Jesus said: “Woe to you, scribes and Pharisees, you hypocrites. You pay tithes of mint and dill and cumin, and have neglected the weightier things of the law: judgment and mercy and fidelity. But these you should have done, without neglecting the others. Blind guides, who strain out the gnat and swallow the camel! Woe to you, scribes and Pharisees, you hypocrites. You cleanse the outside of the cup and dish, but inside they are full of plunder and self-indulgence. Blind Pharisee, cleanse first the inside of the cup, so that the outside also may be clean.” (Matthew 23:23-26)
Do you have a junk drawer at home? That’s the place where anything for which we can’t find a place winds up. Usually jumbled. I have one. Others have a junk closet. Whatever its shape, it hides a lot. On the surface, the room or the house looks great but inside it’s a mess.

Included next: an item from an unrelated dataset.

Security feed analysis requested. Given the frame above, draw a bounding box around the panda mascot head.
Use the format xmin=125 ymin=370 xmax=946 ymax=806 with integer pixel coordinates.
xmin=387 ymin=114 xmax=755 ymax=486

This kind of superficial remedy can give us an image of what our spiritual life can be like. It can be tempting to clean the outside of the cup while not tending to the inside. At a restaurant we make sure to say grace before eating but think nothing of snapping at a waiter. Or we go to Church and look pious but come out and think nothing of making a snide comment about someone. Or we listen to a sermon, don’t like it because it gets to close to exposing a flaw and we make sure to criticize the message or the messenger to friends.
Why don’t our outward observances more closely match what’s inside us? Oftentimes, it’s because we find it easier to manage our appearance than to deal with our flaws. We want to hide them away and occupy ourselves with what we can control. It’s as if we were a parent whose teenager is always fighting, and all we do is keep reminding him to comb his hair! But like a wise parent, Jesus insists that we come to him and tell him what the real problem is. He is anxious to listen to us and to offer us his healing remedy.
We need to tend to our soul and make sure the intentions behind our actions are holy motivations. We need to check our heart frequently so that we can work with purity of intention. Sometimes we work only to present an appearance to others, to appear virtuous and holy, but inside we are filled with negative judgments, such as lack of charity. Virtue comes from within the heart of a person, where the Spirit dwells and inspires as he wills. We need to be attentive to the Holy Spirit and follow his lead.
Being attentive to the Holy Spirit means we need to be honest with ourselves. We need to hold up a mirror to our souls every day. It begins with an honest question. Why do you follow Jesus? Do you follow Him because you are obliged by your faith or you follow Him because of your deep love for Him? When you follow Jesus because you see it as your obligation; there will not be a deep transformation within you. You simply follow for the reason that it creates a positive self-image for you and it ends with the positive self-image: No interior cleansing and transformation.
When we follow Jesus because we love Him, we allow the love of Jesus to deeply transform us. For example, if we follow Jesus because we love Him, we will be forgiving, we will not store hatred in our hearts. And we will abhor anything that is bad and evil because we give Jesus the freehand to transform us.
Our discipleship with Jesus must always be rooted in our love for Him and not because this is dictated by our faith. For this is what true discipleship is all about, a discipleship that creates a very deep and honest transformation within our being.
Prayer of The Day
“Lord, you know what is in my heart. Purify it and recast it in the image of your divine heart, so that I may love you and love others as you love them. Let me put aside all vanity and desire for appearances that does not give glory to you.”
Authentic spirituality is not a question of formalisms and actions to appease God, but rather of turning our hearts to his word. We need to make our hearts more like His, in charity and mercy toward others. How many times do we miss the most important things and work only at side issues? How often do we try to please God in the wrong way, by supposing we are doing his will when actually we are only doing our own will instead? How often do we forget the true essence of devotion to the law of God?